E foi essa alegação final que levou a Sr.ª Juíza a quo a conhecer desse vício e a anular o acto recorrido com esse fundamento.
Ora, ao assim proceder o Tribunal recorrido incorreu em erro de julgamento.
E não se diga que no art.º 30.º da petição de recurso contra o primeiro indeferimento se afirma que “nunca a CMS sugeriu, nem ao actual nem ao anterior proprietário, qualquer alteração específica, sendo o conteúdo da proposta de indeferimento muito genérico, vago e impreciso, não sendo concretizada qual a norma legal desrespeitada e quais os fundamentos para ser assim considerada”, e que tal inculca a ideia de que o ataque àquele acto compreendia também a invocação da falta de fundamentação, porque essa é alegação improcedente.
Desde logo, porque a referida falta de fundamentação é imputada à proposta de indeferimento e não ao acto impugnado o que faz toda a diferença visto que, sendo este o acto que se quer ver anulado, é a ele que devem ser imputadas as ilegalidades determinantes da sua anulação e não à proposta que o antecede.
Depois, porque a petição onde se requer a substituição do objecto do recurso nenhuma alusão faz à falta de fundamentação quer do indeferimento inicial quer do acto que o revoga e substitui mencionando apenas que o “acto administrativo em apreço enferma do vício de violação de lei, pois para além de não terem sido respeitados os prazos estabelecidos no já referido art.º 17.º para a mencionada deliberação, também como já se demonstrou, não se verificou, por parte do ora Recorrente, qualquer violação às normas instituídas pelo Regulamento do Plano de Ordenamento do PNSC que faz parte integrante do Decreto Regulamentar 9/94, de 11/03, pelo que não se configuram as circunstâncias para o indeferimento com base na al.ª d) do n.º 1 do art.º 63.º do DL 445/91, com as alterações introduzidas pelo DL 250/94.”
Ou seja, nem na petição inicial nem no requerimento de substituição do objecto de recurso se faz qualquer referência consistente à falta de fundamentação do indeferimento que se quer ver anulado.
Sendo assim, o Recorrente contencioso não podia invocar, nas suas alegações finais, o vício de forma por falta de fundamentação de facto e de direito não só porque “a substituição do objecto do recurso tem como condição a causa de pedir inicial, nos termos do art.º 51.º/2 da LPTA, sendo certo que ela não integrava tal vício” (Vd.

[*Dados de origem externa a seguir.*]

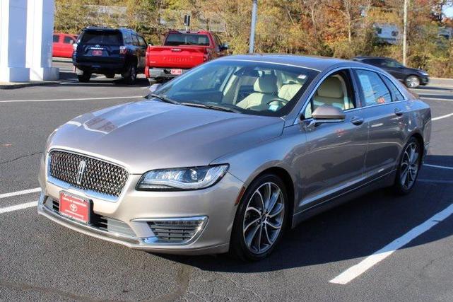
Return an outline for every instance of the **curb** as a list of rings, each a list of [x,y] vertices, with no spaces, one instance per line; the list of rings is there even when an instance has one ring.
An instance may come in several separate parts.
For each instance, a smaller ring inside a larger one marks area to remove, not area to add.
[[[43,82],[28,82],[28,83],[11,83],[8,84],[0,84],[0,89],[16,89],[24,87],[42,86],[44,85],[58,84],[59,81],[46,81]]]

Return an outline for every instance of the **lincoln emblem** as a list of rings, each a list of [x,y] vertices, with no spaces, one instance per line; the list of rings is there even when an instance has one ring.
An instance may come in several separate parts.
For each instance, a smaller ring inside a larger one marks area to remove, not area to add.
[[[86,162],[85,161],[81,161],[78,164],[78,168],[77,169],[77,177],[76,178],[76,182],[77,182],[77,185],[82,183],[82,178],[83,178],[83,173],[85,172],[86,167]]]

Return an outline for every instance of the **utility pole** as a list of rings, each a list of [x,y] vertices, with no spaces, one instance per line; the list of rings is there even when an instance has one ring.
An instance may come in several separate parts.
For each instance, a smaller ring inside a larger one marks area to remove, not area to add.
[[[252,25],[250,25],[250,42],[249,46],[249,54],[253,54],[255,47],[255,26],[257,24],[257,11],[258,9],[258,0],[252,0]]]
[[[403,65],[406,66],[407,59],[407,5],[408,0],[404,0],[404,25],[403,25]]]

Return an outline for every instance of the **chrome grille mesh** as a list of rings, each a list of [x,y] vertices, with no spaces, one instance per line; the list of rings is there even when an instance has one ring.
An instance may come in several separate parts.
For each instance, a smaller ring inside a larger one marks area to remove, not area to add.
[[[118,197],[129,174],[118,165],[69,152],[53,151],[49,155],[49,175],[82,190]],[[85,161],[86,168],[77,183],[78,165]]]

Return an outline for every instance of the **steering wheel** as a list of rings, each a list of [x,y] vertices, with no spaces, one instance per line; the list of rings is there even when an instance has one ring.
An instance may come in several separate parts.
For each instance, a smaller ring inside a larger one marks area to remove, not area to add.
[[[289,100],[285,100],[284,98],[276,97],[276,98],[273,98],[272,100],[267,102],[267,105],[271,105],[271,103],[273,102],[281,102],[281,103],[283,103],[283,105],[286,105],[289,103]]]

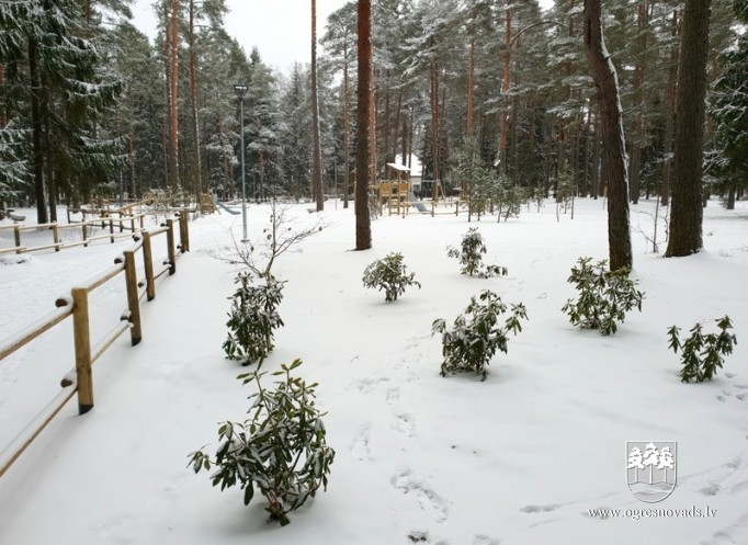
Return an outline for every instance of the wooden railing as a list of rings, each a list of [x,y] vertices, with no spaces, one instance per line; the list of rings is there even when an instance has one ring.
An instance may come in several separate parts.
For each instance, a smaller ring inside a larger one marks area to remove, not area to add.
[[[152,245],[154,238],[161,235],[166,235],[167,259],[160,266],[156,268],[154,265]],[[177,245],[177,236],[179,236],[179,245]],[[61,391],[0,452],[0,477],[76,393],[78,393],[79,415],[84,415],[93,408],[91,366],[122,333],[129,330],[132,344],[135,345],[140,342],[143,338],[140,299],[144,296],[148,300],[154,299],[156,297],[156,281],[166,273],[174,274],[177,272],[177,259],[190,250],[188,214],[185,212],[180,213],[178,219],[167,219],[160,228],[141,231],[133,235],[133,237],[135,245],[114,260],[114,266],[90,280],[83,286],[73,287],[69,296],[59,297],[55,302],[56,310],[0,342],[0,364],[2,364],[7,356],[65,321],[68,317],[72,317],[75,368],[63,377],[60,382]],[[138,252],[143,254],[141,281],[138,281],[138,266],[136,264]],[[124,274],[127,308],[122,313],[120,322],[97,344],[92,345],[89,323],[89,294],[120,274]]]
[[[37,224],[37,225],[2,225],[0,226],[0,232],[12,230],[13,239],[15,246],[0,248],[0,254],[2,253],[24,253],[37,250],[48,250],[54,248],[55,251],[59,251],[61,248],[72,248],[76,246],[88,246],[97,240],[110,239],[114,242],[118,238],[131,237],[133,234],[141,231],[144,229],[145,215],[139,214],[137,216],[121,216],[121,217],[105,217],[100,219],[91,219],[88,222],[76,222],[69,223],[67,225],[52,223],[52,224]],[[116,227],[115,227],[116,226]],[[105,235],[94,235],[91,236],[95,229],[106,229],[109,227],[109,234]],[[37,231],[41,229],[47,229],[52,231],[52,242],[26,247],[22,243],[21,235],[25,231]],[[80,230],[81,238],[79,240],[67,240],[63,241],[60,239],[60,231],[66,230]],[[116,231],[116,232],[115,232]]]

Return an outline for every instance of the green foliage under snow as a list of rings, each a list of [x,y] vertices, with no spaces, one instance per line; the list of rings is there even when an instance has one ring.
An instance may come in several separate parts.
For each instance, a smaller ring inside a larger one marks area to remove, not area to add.
[[[568,282],[576,286],[579,297],[567,300],[562,311],[571,325],[609,336],[615,333],[628,310],[642,310],[644,293],[636,289],[637,282],[628,277],[627,268],[611,272],[605,269],[607,260],[591,262],[592,258],[579,258],[579,266],[571,268]]]
[[[488,279],[496,275],[507,275],[507,268],[499,265],[483,264],[483,254],[488,250],[483,241],[483,236],[477,227],[471,227],[465,235],[463,235],[460,248],[447,247],[446,254],[450,258],[460,260],[460,272],[462,274],[469,274],[471,276],[479,276]]]
[[[260,283],[256,285],[254,281]],[[228,359],[249,365],[262,362],[273,351],[274,330],[283,326],[277,307],[284,283],[269,272],[257,274],[251,270],[240,272],[236,283],[223,349]]]
[[[406,269],[401,253],[388,253],[366,266],[363,275],[364,287],[384,289],[387,303],[397,300],[407,286],[415,285],[419,289],[421,287],[421,283],[416,280],[416,273],[408,274]]]
[[[511,314],[503,323],[499,318],[507,311],[507,305],[489,289],[484,289],[477,297],[471,297],[465,313],[457,316],[451,331],[446,322],[439,318],[431,326],[432,334],[442,336],[441,375],[454,373],[476,373],[486,378],[486,366],[500,350],[507,353],[509,332],[522,331],[520,319],[528,319],[522,303],[511,306]]]
[[[724,356],[733,353],[733,347],[738,343],[734,333],[727,332],[733,329],[729,316],[717,320],[718,333],[703,334],[702,325],[696,323],[690,330],[691,336],[683,342],[680,340],[680,329],[672,326],[668,329],[670,337],[669,348],[677,354],[680,350],[680,361],[683,368],[680,370],[680,379],[684,383],[701,383],[711,381],[716,374],[717,367],[722,368]]]
[[[250,395],[251,418],[243,422],[223,422],[218,428],[219,445],[212,458],[202,450],[190,454],[195,473],[209,470],[213,486],[220,490],[239,485],[245,491],[245,506],[254,497],[256,488],[268,500],[270,520],[288,524],[287,514],[302,507],[317,490],[327,489],[335,450],[327,445],[325,423],[315,407],[317,384],[306,384],[292,376],[302,365],[295,360],[281,365],[272,376],[281,377],[275,389],[268,390],[259,368],[239,375],[242,384],[257,384]]]

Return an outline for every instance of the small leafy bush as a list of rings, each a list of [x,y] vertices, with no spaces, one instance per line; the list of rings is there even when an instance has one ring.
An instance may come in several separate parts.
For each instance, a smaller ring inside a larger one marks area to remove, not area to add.
[[[441,375],[454,373],[476,373],[486,379],[489,364],[497,350],[507,353],[509,332],[522,331],[520,319],[528,319],[524,305],[511,306],[511,314],[501,325],[499,318],[507,311],[507,305],[489,289],[484,289],[477,297],[471,297],[465,313],[457,316],[451,331],[446,330],[443,319],[434,320],[432,334],[442,336]]]
[[[460,260],[460,272],[471,276],[488,279],[496,275],[507,275],[506,266],[483,264],[483,254],[486,253],[486,245],[477,227],[471,227],[465,235],[460,248],[452,246],[446,248],[446,256]]]
[[[607,260],[591,264],[592,258],[579,258],[579,266],[571,268],[569,283],[575,284],[579,298],[569,299],[562,311],[569,316],[573,326],[582,329],[598,329],[609,336],[617,330],[616,322],[623,322],[626,313],[633,308],[642,310],[644,293],[636,291],[636,281],[628,277],[627,268],[608,271]]]
[[[235,282],[238,287],[230,297],[224,352],[229,360],[243,360],[242,365],[262,362],[273,351],[274,330],[283,326],[277,307],[284,282],[270,272],[258,274],[251,270],[241,271]]]
[[[218,428],[219,446],[212,458],[202,450],[190,454],[195,473],[209,470],[213,486],[220,490],[239,485],[245,506],[254,497],[256,487],[268,500],[271,521],[288,524],[287,514],[304,504],[322,487],[327,490],[335,451],[327,445],[322,417],[315,407],[315,387],[292,376],[302,365],[295,360],[282,365],[272,376],[282,377],[268,390],[261,378],[265,373],[239,375],[242,384],[256,383],[249,396],[251,418],[245,422],[223,422]]]
[[[725,361],[724,356],[733,353],[733,347],[738,343],[734,333],[728,333],[733,329],[729,316],[717,320],[718,333],[702,333],[702,325],[696,323],[690,330],[691,337],[682,343],[680,341],[680,329],[672,326],[668,329],[670,345],[677,354],[681,351],[680,361],[683,368],[680,371],[680,379],[683,383],[701,383],[711,381],[716,375],[717,367],[722,368]]]
[[[385,300],[392,303],[405,293],[407,286],[418,286],[421,283],[416,279],[415,273],[408,274],[407,268],[403,262],[403,254],[399,252],[388,253],[385,258],[371,263],[364,270],[364,287],[376,287],[384,289]]]

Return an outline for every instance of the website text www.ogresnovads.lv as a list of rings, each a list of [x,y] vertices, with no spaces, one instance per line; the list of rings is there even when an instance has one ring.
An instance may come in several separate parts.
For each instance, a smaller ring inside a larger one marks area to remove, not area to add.
[[[716,516],[717,510],[706,506],[700,509],[691,506],[689,509],[641,508],[641,509],[588,509],[587,514],[592,519],[711,519]]]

Parecer do Ilustre Magistrado do Ministério Público.) como também porque se tratava de matéria nova, não discutida nos articulados.
E, porque assim, a Sr.ª Juíza a quo não podia dele conhecer.

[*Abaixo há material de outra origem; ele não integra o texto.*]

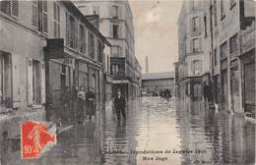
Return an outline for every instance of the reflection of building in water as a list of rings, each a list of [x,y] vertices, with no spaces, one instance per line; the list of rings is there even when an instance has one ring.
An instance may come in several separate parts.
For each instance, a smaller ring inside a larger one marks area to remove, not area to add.
[[[255,162],[255,126],[243,118],[215,113],[200,102],[179,101],[181,149],[202,149],[202,154],[182,154],[186,164],[195,160],[211,163],[252,164]],[[201,143],[198,143],[201,141]]]
[[[152,73],[142,75],[142,92],[144,95],[160,95],[160,90],[174,89],[174,73]],[[173,90],[174,92],[174,90]]]

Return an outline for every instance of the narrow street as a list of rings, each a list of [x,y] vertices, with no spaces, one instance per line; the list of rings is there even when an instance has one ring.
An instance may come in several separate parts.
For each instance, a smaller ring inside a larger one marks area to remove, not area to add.
[[[255,161],[255,126],[236,116],[215,113],[202,102],[143,97],[129,104],[127,121],[121,124],[117,124],[111,107],[105,112],[98,112],[96,119],[61,133],[57,144],[39,159],[20,160],[20,150],[13,152],[8,148],[11,145],[1,147],[1,165],[253,164]]]

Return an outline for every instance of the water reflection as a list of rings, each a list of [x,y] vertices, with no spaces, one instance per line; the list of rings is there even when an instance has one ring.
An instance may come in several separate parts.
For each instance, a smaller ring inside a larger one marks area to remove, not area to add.
[[[205,150],[183,154],[183,164],[254,164],[255,126],[242,117],[215,113],[202,102],[177,101],[181,148]]]
[[[21,160],[10,138],[0,149],[1,165],[253,164],[255,126],[202,102],[145,97],[129,103],[125,122],[117,122],[111,107],[97,111],[93,121],[59,135],[38,159]],[[163,153],[136,154],[144,150]]]

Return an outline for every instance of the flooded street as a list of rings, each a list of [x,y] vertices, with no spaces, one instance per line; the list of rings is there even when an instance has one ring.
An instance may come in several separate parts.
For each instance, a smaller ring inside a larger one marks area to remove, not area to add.
[[[9,147],[8,147],[9,146]],[[1,145],[1,165],[254,164],[255,125],[215,113],[202,102],[143,97],[129,104],[126,122],[111,107],[58,136],[39,159],[20,160]]]

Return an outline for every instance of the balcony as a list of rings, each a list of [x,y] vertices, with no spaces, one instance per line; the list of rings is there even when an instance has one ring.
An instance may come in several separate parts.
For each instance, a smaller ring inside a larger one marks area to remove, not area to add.
[[[255,22],[241,32],[241,55],[255,48]]]

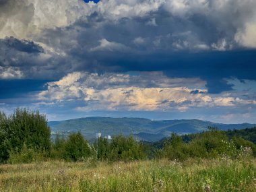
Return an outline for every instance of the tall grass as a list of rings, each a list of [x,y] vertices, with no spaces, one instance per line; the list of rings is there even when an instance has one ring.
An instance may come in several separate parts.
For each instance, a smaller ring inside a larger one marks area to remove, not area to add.
[[[256,191],[256,160],[0,166],[0,191]]]

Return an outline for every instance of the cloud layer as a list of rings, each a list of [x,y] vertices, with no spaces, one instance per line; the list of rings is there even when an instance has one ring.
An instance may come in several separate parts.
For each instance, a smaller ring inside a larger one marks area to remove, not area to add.
[[[0,104],[251,118],[255,9],[253,0],[0,0]]]
[[[79,100],[84,105],[77,108],[79,110],[184,111],[191,107],[256,104],[255,100],[244,100],[230,94],[214,96],[207,94],[206,90],[181,86],[186,84],[194,86],[193,82],[203,86],[199,79],[169,79],[159,73],[147,75],[150,77],[75,72],[49,83],[47,90],[38,94],[38,99],[64,103]],[[143,81],[138,82],[140,78]]]

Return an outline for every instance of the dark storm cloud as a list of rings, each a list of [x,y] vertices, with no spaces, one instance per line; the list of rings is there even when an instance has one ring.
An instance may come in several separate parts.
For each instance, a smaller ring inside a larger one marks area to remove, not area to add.
[[[253,24],[255,3],[154,2],[102,1],[74,23],[34,34],[44,49],[2,40],[1,65],[18,67],[25,77],[49,79],[75,71],[162,71],[206,80],[210,93],[231,90],[226,78],[256,79],[256,52],[248,49],[253,44],[246,28]]]
[[[5,49],[6,51],[13,49],[27,53],[44,53],[44,49],[33,41],[19,40],[11,36],[0,39],[0,47]]]
[[[45,80],[0,79],[0,100],[28,96],[28,92],[40,91],[45,88]]]

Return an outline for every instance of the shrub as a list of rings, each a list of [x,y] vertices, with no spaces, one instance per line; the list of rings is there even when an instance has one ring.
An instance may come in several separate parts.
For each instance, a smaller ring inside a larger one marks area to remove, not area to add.
[[[81,133],[69,135],[65,145],[64,158],[66,160],[85,160],[91,155],[91,148]]]

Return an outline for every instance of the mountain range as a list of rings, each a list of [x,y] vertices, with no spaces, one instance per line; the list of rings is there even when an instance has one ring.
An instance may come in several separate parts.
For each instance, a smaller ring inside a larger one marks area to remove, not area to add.
[[[119,134],[133,135],[137,139],[154,141],[168,137],[172,133],[183,135],[207,130],[208,127],[221,130],[241,129],[256,124],[222,124],[198,119],[152,121],[144,118],[86,117],[60,121],[50,121],[52,135],[67,135],[80,131],[88,140],[94,140],[96,134],[102,137]]]

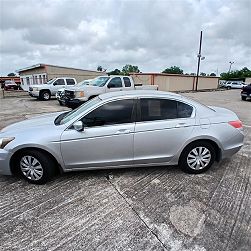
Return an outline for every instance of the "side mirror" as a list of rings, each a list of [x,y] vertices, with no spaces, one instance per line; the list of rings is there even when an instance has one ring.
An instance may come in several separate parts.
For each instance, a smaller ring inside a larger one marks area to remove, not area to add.
[[[107,85],[107,88],[109,88],[109,89],[110,89],[110,88],[114,88],[114,87],[115,87],[115,84],[110,84],[110,83],[109,83],[109,84]]]
[[[78,132],[81,132],[84,130],[84,125],[83,125],[83,122],[82,121],[76,121],[74,124],[73,124],[73,127],[76,131]]]

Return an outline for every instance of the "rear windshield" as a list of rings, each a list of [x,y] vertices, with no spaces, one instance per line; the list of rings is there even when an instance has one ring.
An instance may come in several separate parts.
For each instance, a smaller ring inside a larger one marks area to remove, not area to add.
[[[80,114],[82,114],[85,110],[87,110],[90,107],[92,107],[93,105],[99,103],[100,100],[101,99],[99,97],[93,98],[90,101],[87,101],[83,105],[79,106],[77,109],[74,109],[71,112],[66,113],[65,116],[63,116],[62,118],[60,118],[60,119],[56,118],[54,121],[55,125],[63,125],[65,123],[71,121],[75,117],[78,117]]]

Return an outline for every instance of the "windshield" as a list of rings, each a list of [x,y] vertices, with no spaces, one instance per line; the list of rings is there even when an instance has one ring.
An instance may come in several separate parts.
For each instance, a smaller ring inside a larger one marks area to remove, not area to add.
[[[91,85],[91,81],[90,80],[85,80],[85,81],[82,81],[82,82],[79,82],[77,84],[77,86],[82,86],[82,85]]]
[[[94,86],[98,86],[98,87],[102,87],[106,84],[106,82],[108,81],[109,77],[98,77],[93,79],[92,81],[92,85]]]
[[[83,105],[79,106],[77,109],[72,110],[71,112],[65,114],[65,116],[63,116],[62,118],[57,119],[57,123],[54,122],[55,125],[63,125],[71,121],[72,119],[79,116],[81,113],[83,113],[84,111],[92,107],[93,105],[99,103],[100,101],[101,99],[99,97],[96,97],[96,98],[91,99],[90,101],[87,101]]]
[[[45,84],[46,84],[46,85],[50,85],[50,84],[53,82],[54,79],[55,79],[55,78],[52,78],[52,79],[48,80]]]

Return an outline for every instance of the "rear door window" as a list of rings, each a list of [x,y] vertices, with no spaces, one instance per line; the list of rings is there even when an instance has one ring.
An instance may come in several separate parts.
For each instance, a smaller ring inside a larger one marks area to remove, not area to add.
[[[176,100],[140,99],[141,121],[189,118],[192,116],[192,113],[192,106]]]
[[[125,83],[125,87],[131,87],[131,80],[128,77],[123,77],[124,83]]]
[[[110,88],[120,88],[122,87],[122,80],[120,77],[115,77],[113,79],[111,79],[111,81],[109,82],[108,86]]]
[[[168,99],[143,98],[140,100],[141,121],[177,118],[177,102]]]
[[[133,99],[118,100],[98,107],[81,119],[87,127],[134,122]]]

Ao assim não proceder e ao conhecer o referido vício a sentença recorrida incorreu em erro de julgamento, o que importará a sua revogação.

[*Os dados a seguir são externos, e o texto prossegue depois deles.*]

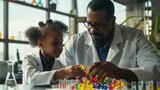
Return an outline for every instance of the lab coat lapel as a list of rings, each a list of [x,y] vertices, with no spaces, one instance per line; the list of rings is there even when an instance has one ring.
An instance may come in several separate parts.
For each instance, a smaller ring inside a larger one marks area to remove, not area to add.
[[[99,57],[97,54],[97,50],[95,48],[95,45],[94,45],[89,33],[87,33],[87,38],[86,38],[85,44],[87,47],[87,54],[90,56],[91,60],[93,60],[93,62],[98,62]]]
[[[121,31],[119,26],[115,24],[115,34],[114,34],[106,61],[112,61],[114,56],[119,52],[119,48],[117,45],[121,42],[123,42]]]

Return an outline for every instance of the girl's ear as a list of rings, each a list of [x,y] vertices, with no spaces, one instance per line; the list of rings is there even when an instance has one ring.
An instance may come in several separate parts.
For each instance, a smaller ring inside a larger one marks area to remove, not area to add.
[[[112,18],[112,26],[114,26],[115,25],[115,21],[116,21],[116,17],[114,16],[113,18]]]
[[[38,47],[43,48],[42,40],[38,40]]]

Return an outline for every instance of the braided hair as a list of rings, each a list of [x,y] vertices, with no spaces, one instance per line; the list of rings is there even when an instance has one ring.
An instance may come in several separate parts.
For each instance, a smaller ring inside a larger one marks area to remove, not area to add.
[[[32,47],[38,46],[38,40],[44,39],[50,32],[59,30],[62,34],[66,34],[68,26],[61,21],[48,19],[46,23],[40,21],[38,27],[31,26],[25,31],[25,36],[28,38]],[[53,29],[54,28],[54,29]]]

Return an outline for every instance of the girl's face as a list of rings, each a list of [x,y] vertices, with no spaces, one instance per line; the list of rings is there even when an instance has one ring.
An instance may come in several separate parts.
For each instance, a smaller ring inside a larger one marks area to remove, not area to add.
[[[40,40],[41,52],[44,57],[58,58],[63,50],[63,35],[59,30],[50,32],[46,38]]]

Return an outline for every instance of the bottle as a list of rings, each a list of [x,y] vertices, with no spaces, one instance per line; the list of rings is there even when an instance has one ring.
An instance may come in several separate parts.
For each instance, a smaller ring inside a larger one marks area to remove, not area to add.
[[[13,73],[13,62],[8,61],[8,73],[4,84],[4,90],[18,90],[17,81]]]
[[[17,40],[22,40],[22,33],[21,33],[21,31],[18,31],[16,39]]]
[[[2,33],[0,32],[0,39],[2,39]]]

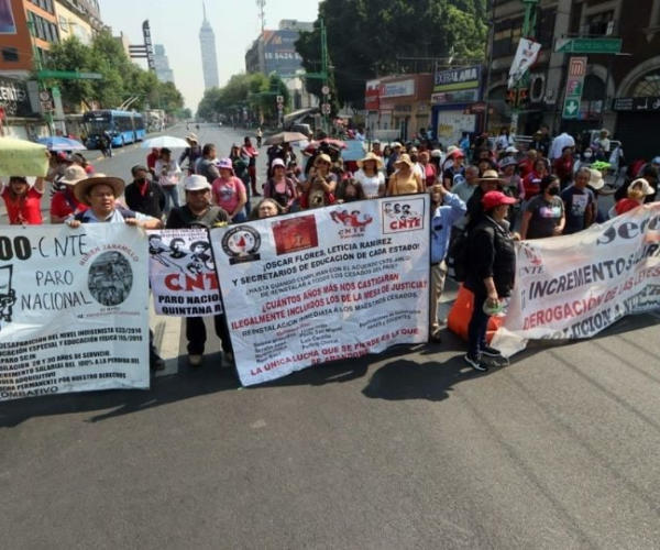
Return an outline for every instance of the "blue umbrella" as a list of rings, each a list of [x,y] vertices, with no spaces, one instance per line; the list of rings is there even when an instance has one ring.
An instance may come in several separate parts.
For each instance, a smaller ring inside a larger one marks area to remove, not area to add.
[[[50,151],[86,151],[87,147],[79,141],[69,140],[62,135],[51,135],[50,138],[40,138],[36,143],[45,145]]]

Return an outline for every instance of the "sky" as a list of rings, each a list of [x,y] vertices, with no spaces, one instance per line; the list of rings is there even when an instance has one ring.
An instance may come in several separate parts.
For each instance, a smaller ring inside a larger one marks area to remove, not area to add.
[[[320,0],[266,0],[266,29],[282,19],[315,21]],[[204,96],[199,48],[202,0],[100,0],[101,19],[118,36],[143,44],[142,23],[148,19],[154,44],[163,44],[174,81],[193,112]],[[220,86],[245,72],[245,52],[261,32],[256,0],[208,0],[207,19],[216,33]],[[146,68],[146,59],[139,61]]]

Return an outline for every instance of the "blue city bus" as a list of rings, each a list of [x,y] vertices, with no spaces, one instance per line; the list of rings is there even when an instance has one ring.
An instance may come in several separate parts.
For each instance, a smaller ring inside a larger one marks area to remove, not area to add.
[[[87,130],[87,148],[100,148],[99,138],[103,133],[111,136],[113,147],[142,141],[146,135],[144,118],[139,112],[88,111],[82,114],[82,123]]]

5. Uma breve e final referência para as conclusões G, H e I do recurso da sentença que anulou o acto impugnado.
O Recorrente volta a insistir que a substituição do objecto do recurso é inadmissível porque o acto substitutivo é meramente confirmativo do acto substituído e que o Recorrente contencioso não tem interesse no mesmo.
Todavia, estas questões já se encontram resolvidas por decisões transitadas em julgado: a da confirmatividade do acto substitutivo pela decisão proferida em 13/10/2000 (fls. 142/150) a da falta de utilidade na procedência do recurso pela decisão de 28/10/2000 (fls. 210/215).
São, assim, improcedentes as referidas conclusões.
Termos em que acordam os Juízes que compõem este Tribunal em:
a) negar provimento ao recurso interposto da decisão de 28/10/2002 (fls. 210/215).
b) conceder provimento ao recurso da sentença de 13/10/2008 (fls. 2286/305) e, revogando-se essa decisão, ordenar a baixa dos autos para que se conheça dos vícios efectivamente imputados ao acto impugnado.
Atenta a isenção do ora Recorrente as custas serão devidas apenas pelo Recorrido fixando-se a taxa de justiça em 200 euros e a procuradoria em metade.
Lisboa, 4 de Novembro de 2009. – Alberto Costa Reis (relator) – Rui Botelho – Santos Botelho.